6. The time they start talking about all the Gujarati TV soaps and they expect you to watch them:

“Kyaa? Tum Tarak Mehta Nai Dekhti? Daya Nai Achi Lagti?” and you with extra sweetness have to reply – “Dude, just because I’m one, doesn’t mean I will watch the gujju TV soaps too! Hello? Do you watch Marathi channels?”

7. That day when you say you don’t have money:

“Tum Gujjus are very chalu, baniyas! Kabhi kharcha hi nahi karte, kanjus!” Dude, I am not Ambani, I can have days when I actually don’t have money.

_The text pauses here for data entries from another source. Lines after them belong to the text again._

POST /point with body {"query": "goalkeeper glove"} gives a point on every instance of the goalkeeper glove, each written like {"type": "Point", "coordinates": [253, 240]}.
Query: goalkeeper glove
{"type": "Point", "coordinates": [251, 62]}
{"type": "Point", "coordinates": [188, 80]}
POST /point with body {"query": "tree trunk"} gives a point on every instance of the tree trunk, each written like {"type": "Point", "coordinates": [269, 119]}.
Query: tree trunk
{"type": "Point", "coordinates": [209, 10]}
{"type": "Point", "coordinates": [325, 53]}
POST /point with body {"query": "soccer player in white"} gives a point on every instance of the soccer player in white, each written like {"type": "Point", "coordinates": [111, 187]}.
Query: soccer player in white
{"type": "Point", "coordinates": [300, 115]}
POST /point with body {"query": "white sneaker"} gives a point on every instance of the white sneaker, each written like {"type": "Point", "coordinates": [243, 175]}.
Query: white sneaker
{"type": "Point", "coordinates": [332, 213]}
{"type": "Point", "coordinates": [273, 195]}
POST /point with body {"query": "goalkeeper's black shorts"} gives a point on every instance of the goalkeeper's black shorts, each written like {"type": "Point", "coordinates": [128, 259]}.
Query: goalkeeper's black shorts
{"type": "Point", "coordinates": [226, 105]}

8. Asking you to sing “the” song:

“Suno na, tumko toh aana chaie nay yeh song? After all it has few Gujarati lyrics.” You resist yourself from saying – “OK, do you know all the Bengali songs?”

9. The fun and teasing over the accent umm sorry “ekcent” :

“You guys never say Taxi, always Takesi,” while you control yourself from shouting that I’m not the one with MTI. Go hear South Indians speak!

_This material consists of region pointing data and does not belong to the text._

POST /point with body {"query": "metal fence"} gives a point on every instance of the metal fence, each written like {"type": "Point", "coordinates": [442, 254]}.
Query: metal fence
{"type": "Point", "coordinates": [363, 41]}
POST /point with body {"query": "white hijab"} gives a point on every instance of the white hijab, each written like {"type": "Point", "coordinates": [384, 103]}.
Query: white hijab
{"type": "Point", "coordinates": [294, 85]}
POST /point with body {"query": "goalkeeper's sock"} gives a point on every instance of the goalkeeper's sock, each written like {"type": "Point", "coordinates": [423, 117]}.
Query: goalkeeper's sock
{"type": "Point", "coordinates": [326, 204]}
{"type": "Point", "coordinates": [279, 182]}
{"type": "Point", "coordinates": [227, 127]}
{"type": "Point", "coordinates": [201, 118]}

10. That question which you just don’t know how to answer:

“Why do you guys have such weird names? Jignes, Kinal, Peenal, Sejal blah blah blah”

11. The Moment they see you having something sweet:

“Tumlog Ko toh agar pani mei cheeni milake bhi do, toh wo bhi tumlog pee loge, itna meetha khate ho!”

Yes that is because we are extra sweet people.

We are proud GUJJUs: Say G-Gujarat, U-Uundhiyu, J-Jamnagar, J-Jamwa, U-Utawad!

PS: For those of you who have read this and might not know Gujarati, don’t just trouble your friends to know what does Utawad mean? As I already said, Just Google it!